But soooo happy to have found this board! I have been searching for so long today that my eyes are blurry but I am so grateful to be new here grin

I have 1 DS that will be 6 this summer. He is finishing K next month and is entering 1st grade in the fall because I am overriding the teacher's opinion to have him repeat K. I am feeling a lot like an idiot because I didn't know I had a gifted ds! I tested very high on the SB way back in the dark ages and my son acts just like me - what's to notice???

His K teacher has told me at every meeting with her that he is so smart and gifted. Then she always hands me his test reports that he has failed knowing his alphabet, numbers, phonics, etc... and that she is sending him to different 1-on-1 sessions to learn these things. She never tells me beforehand and is never specific with details. Okay, I was taught that teachers love children and figured she was trying to help him.

Then our last meeting in Feb. she reports she is recommending he repeat K? And simultaneously is showing me a Cogat test (The K teacher administers herself) where is doing so well and is easily in the gifted category? She goes on to tell me that if I have my DS repeat K, then when he does start 1st G, he can go straight into the gifted program full-time? I have never heard of holding a kid back so you can promote them?

My decision is that he will go to 1st grade and I will catch him up at home. But, in my head, I'm still trying to figure out why my kid isn't learning at school? Here's where the gifted part smacked me in the face - my child sat down with me for appx. 10-20 minutes a day and in about 30 days is now reading in a mid 1st grade range & jumping further each day! I realized when I sat down with him, he had already learned to just say "I don't know" and to not even try to every question! I have no idea what that teacher is doing in her class?

On top of that, we get his report card and he is doing well in just about everything (reading is his thing, not numbers but we're working on it). Stuck inside the report card is his Cogat test scores. According to the teacher, who has praised him for being so advanced, he is barely able to speak normally and is well below average expressing his needs non-verbally! (I'm sorry, I'm trying to condense this) The test is scored so low that when I show the results to his pediatrician, she laughed because she thought we were playing a joke on her! The ped. wants me to demand he be retested by the school or pay privately to have it done.

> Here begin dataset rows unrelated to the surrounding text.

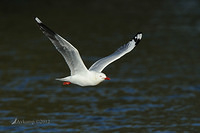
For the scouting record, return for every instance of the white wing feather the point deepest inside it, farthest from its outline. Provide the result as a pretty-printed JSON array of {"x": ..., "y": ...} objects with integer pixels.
[
  {"x": 69, "y": 52},
  {"x": 102, "y": 63}
]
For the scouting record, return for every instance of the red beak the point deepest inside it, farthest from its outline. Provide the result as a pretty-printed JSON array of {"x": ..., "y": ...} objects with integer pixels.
[{"x": 107, "y": 78}]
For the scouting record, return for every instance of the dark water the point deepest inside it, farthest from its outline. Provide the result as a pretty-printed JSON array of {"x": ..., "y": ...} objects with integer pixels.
[{"x": 155, "y": 88}]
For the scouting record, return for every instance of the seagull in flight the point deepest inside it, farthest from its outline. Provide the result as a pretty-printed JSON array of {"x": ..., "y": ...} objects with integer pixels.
[{"x": 80, "y": 75}]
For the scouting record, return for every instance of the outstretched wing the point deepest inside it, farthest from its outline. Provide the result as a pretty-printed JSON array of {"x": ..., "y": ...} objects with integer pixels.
[
  {"x": 69, "y": 52},
  {"x": 102, "y": 63}
]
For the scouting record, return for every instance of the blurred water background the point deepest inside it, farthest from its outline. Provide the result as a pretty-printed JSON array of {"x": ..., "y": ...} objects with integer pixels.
[{"x": 155, "y": 88}]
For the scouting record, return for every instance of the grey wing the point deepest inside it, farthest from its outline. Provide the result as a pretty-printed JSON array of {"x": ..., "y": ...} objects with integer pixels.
[
  {"x": 69, "y": 52},
  {"x": 102, "y": 63}
]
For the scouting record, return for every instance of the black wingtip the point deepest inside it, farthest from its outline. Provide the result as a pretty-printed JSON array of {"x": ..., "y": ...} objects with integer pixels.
[
  {"x": 43, "y": 27},
  {"x": 138, "y": 37}
]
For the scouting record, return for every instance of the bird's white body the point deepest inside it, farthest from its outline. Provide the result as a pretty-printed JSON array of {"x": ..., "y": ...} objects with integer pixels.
[
  {"x": 90, "y": 78},
  {"x": 80, "y": 75}
]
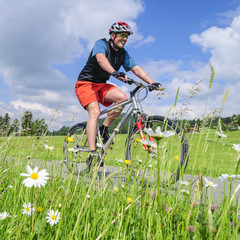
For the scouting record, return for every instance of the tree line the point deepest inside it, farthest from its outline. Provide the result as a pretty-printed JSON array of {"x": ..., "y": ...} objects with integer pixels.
[
  {"x": 28, "y": 126},
  {"x": 23, "y": 127}
]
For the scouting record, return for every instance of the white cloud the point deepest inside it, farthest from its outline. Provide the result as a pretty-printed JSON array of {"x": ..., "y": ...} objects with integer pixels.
[
  {"x": 224, "y": 45},
  {"x": 41, "y": 34}
]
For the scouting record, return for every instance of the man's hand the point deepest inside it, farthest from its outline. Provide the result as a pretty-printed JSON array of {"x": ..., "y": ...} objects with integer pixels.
[
  {"x": 120, "y": 75},
  {"x": 157, "y": 85}
]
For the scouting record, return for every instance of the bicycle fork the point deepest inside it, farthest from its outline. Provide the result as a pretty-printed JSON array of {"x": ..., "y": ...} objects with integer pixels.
[{"x": 140, "y": 129}]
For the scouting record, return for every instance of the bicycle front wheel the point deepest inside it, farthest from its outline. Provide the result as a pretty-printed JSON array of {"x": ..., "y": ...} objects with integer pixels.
[
  {"x": 76, "y": 149},
  {"x": 164, "y": 156}
]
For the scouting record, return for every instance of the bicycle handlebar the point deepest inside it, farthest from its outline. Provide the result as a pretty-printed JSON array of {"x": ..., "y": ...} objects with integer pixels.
[{"x": 150, "y": 87}]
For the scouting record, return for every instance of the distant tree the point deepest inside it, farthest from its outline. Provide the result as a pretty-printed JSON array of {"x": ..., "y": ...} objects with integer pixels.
[
  {"x": 63, "y": 131},
  {"x": 26, "y": 122},
  {"x": 5, "y": 124},
  {"x": 14, "y": 127},
  {"x": 39, "y": 127}
]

From what I've read online today, it doesn't look like new test scores would make a difference. Today in the mail I received the recommendation for summer school for my ds. I can't imagine sending him to cover material he already knows at a slower pace that what he gets at school now?

I'm a mom who let him have a "free range chicken" childhood. I raised him at home and the 1st day of school was his first time away from family since conception. I made sure he had love and security but pushed him forward to play with other children and learn things about his world outside of any educational environment. If he had questions, they were answered. He is eccentric but I didn't notice because so am I smile

He was great the first day of school and couldn't wait for his new adventure! This year, he has followed directions, plays well with others, sits in his seat, etc... He is also precocious enough to have received 2 time-outs that I am aware of - my favorite was for screaming with some buddies and trying to start a "riot" because the room light was off.

So far I feel like a deer in headlights because I am just now noticing and exploring my child's amazing gifts! Long ago I became accustomed to strangers coming up to us and telling us how they overheard our son and how smart or gifted or etc... he is. When DS was just 2, I had a lady (who said she had a masters in ed.) come up to me in produce and ask if I was going to have him tested because he was so smart? The funny part - DS wasn't even talking yet! What did she see that I wasn't seeing? The talking thing? My son's ped. was amazed because he went from speech delayed to speech advanced during the 3 months inbetween visits. I just figured he finally decided he had something to say, lol!

But am I also already relegated to teaching him at home and traditional school just becomes his playgroup? I really tried to condense this and left a lot out. I am really hoping someone can relate to this overwhelming feeling - how do I jump in? How do I advocate without marking him for punishment from misguided educators? Do I need to? I tried to speak to his K teacher about his rapid achievements at home. Her answer? "I know, each child blossoms in their own time" and walked away before I could comment. But she's still recommended summer school? I hate to sound petty but is it possible I am dealing with a teacher who isn't all there? Would she tank test results on purpose? Why?

Opinions and advice would be soooo greatly appreciated! Please chastise me for all that I overlooked and haven't mentally added up until now too!

Thank you so much!

Teresa & the best gift I have ever received, my ds!